IMG_20141226_185235Já fui bem mais ligada em rituais do que sou hoje. Houve uma época em que meu Reveillon era uma coleção de ritos e superstições. Eu tinha de estar na praia, pular sete ondinhas, acender uma vela para Iemanjá, comer 12 uvas Itália, usar roupa branca nova, uma calcinha nova que fosse presente, ter no corpo algo rosa para o amor, amarelo para o dinheiro, verde para a saúde, azul para paz (acho que as cores são essas mesmo, não lembro direito). Não podia comer galinha, porque galinha anda para trás. Tinha de comer lentilha para ter fartura no ano que estava entrando… Ufa! A festa mesmo mal dava tempo de curtir. Hoje avacalhei muito. Visto branco se der, acendo a vela se der, pulo as ondas se der. Há, no entanto, um ritual do qual, tenho certeza, não vou jamais abrir mão: brindar a entrada do ano com uma taça de espumante. Reveillon sem bolinhas, não é Reveillon. Se puder, tomo champanhe. Porém, tudo depende da festa e dos outros convidados. Não vou ficar num canto tomando champanhe se os outros estiverem bebendo prosecco. Sendo um bom espumante, estou feliz.

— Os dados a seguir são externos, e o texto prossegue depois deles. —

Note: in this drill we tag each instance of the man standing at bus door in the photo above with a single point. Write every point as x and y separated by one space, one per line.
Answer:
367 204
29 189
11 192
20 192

Quando eu era criança, chamavam tudo que borbulhava de champanhe. Hoje qualquer espumante virou prosecco. Não é bem assim. Já falei em outros posts e volto a repetir: champanhe é só o que vem da região de Champagne, na França, e Prosecco é só o que vem das regiões que formam a denominação Prosecco. Na dúvida, chame tudo de espumante. Saber distinguir entre os diversos tipos de espumantes pode ajudá-lo a ser mais feliz, se não em 2015 inteiro, pelo menos na passagem.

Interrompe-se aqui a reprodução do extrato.